Non si sente parlare tutti i giorni del cinema svedese, a parte l’eco suscitato dalla trilogia di “Uomini che odiano le donne” e dal capolavoro “Lasciami entrare”, che hanno attirato su di loro premi internazionali e gli occhi di Hollywood, che ha subito realizzato i corrispondenti remake stellestrisce. Dopo il thriller e l’horror, una commedia proveniente dal nord: avrà la stessa sorte dei suoi illustri connazionali? Perché no. Già dal titolo si capisce che ci troviamo di fronte ad una storia brillante, intrigante, e quel che ne esce fuori è infatti una simpatica commedia divertita e divertente, che in qualche modo strizza l’occhio a “Forrest Gump” e ad altre fortunate pellicole on the road. Ma qui c’è davvero un po’ di tutto: poliziotti incapaci, criminali dal cuore spezzato, un boss sboccato e arrabbiatissimo, una valigia piena di soldi, un “quasi” laureato in tutte le facoltà, un elefante scappato dal circo e soprattutto lui, il centenario del titolo, appassionato di esplosivi e capace senza accorgersene di influenzare alcuni eventi fondamentali del secolo scorso.

Allan Karlsson ha vissuto una vita intensa, assurda e veramente incredibile. Adesso è finito in una casa di riposo, dove si sta preparando la festa per i suoi 100 anni. Spinto dalla noia, proprio il giorno del suo compleanno decide di uscire dalla finestra e di allontanarsi dal centro. Nel momento di prendere un pullman si ritrova casualmente tra le mani una valigia piena di soldi, ambita da criminali tonti ma senza scrupoli. L’avventura è appena iniziata: Allan incontrerà sulla strada alcune persone che lo accompagneranno in questo ennesimo viaggio, in cui ha l’occasione di raccontare episodi della sua vita che lo hanno visto saltare dalla guerra civile spagnola alla corte di Stalin in Russia, fino a diventare il fulcro di un affare di controspionaggio che porterà casualmente alla caduta del muro di Berlino.

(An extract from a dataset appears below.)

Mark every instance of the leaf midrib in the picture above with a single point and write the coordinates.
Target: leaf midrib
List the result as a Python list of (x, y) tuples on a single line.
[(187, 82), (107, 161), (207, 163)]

Per cent’anni Allan è stato protagonista di numerosi eventi, e adesso che è di nuovo libero la sua storia può finalmente continuare.

Allan, tra una risata e l’altra, ci lascia con un prezioso insegnamento: quello di vivere la vita ingenuamente, in maniera istintiva, senza preoccuparci troppo del futuro, senza indugiare troppo sul passato. Felix Herngren, il regista, mette insieme un cast di facce simpatiche, dal versatile protagonista Robert Gustafsson (una star in patria) al cattivissimo boss Alan Ford, che i fan di Guy Ritchie ricorderanno in “The Snatch” (anche lì abbastanza pericoloso nei panni del gangster Testarossa). Un film che si amare per la semplicità delle sue gag, per la gioia di fare cinema di un Paese che ogni tanto regala qualche perla.